US grain futures rise after crop damage

Grain futures rise after crop damage in southern US; traders anticipate low supply

Agricultural commodities closed higher Wednesday after a cold snap in the southern U.S. damaged winter crops.

Wheat may be scarcer in the coming months because a hard freeze stretching from Tennessee to Texas killed some crops this week, analysts said.

"We did see some wheat damaged overnight," said Sterling Smith, who follows commodities as a vice president with Citibank Institutional Client Group. "The wheat was the spark that got things moving."

May wheat rose 5.25 cents to $7.3675 per bushel. Corn rose a nickel to $7.3525 per bushel. Soybeans added 6 cents to $14.5375 per bushel.

Trading has been relatively quiet this week ahead of a government report on grain stocks due out Thursday. The report will likely show corn supplies at a 15-year low, Smith said. Traders are bidding up grains because they expect demand to increase after the report is released.

Grain prices could fall Thursday if the report fails to meet traders' expectations for tight supplies, Smith said.

Energy commodities rose across the board on optimism about the U.S. economic recovery. Benchmark oil for May delivery rose 24 cents to close at a five-week high of $96.68 per barrel on the New York Mercantile Exchange. Oil has gained $4.13, or 4.4 percent, in the last four sessions.

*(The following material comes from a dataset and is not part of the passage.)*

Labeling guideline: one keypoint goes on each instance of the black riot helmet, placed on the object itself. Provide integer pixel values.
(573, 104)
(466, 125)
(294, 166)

In other energy futures trading on the Nymex: Wholesale gasoline rose less than a penny to $3.12 a gallon, heating oil rose 4 cents to $3.04 a gallon and natural gas advanced by 8 cents to $4.07 per 1,000 cubic feet.

Most metals closed higher. April gold rose $10.50 to $1,606.20 per ounce. April platinum rose $13.80 to $1,579.80 per ounce. June palladium added $6.90 to $768.30 per ounce. May copper gained a tenth of a cent to $3.4435 per pound.

Silver was the outlier. The May contract fell 6.7 cents to $28.612 per ounce.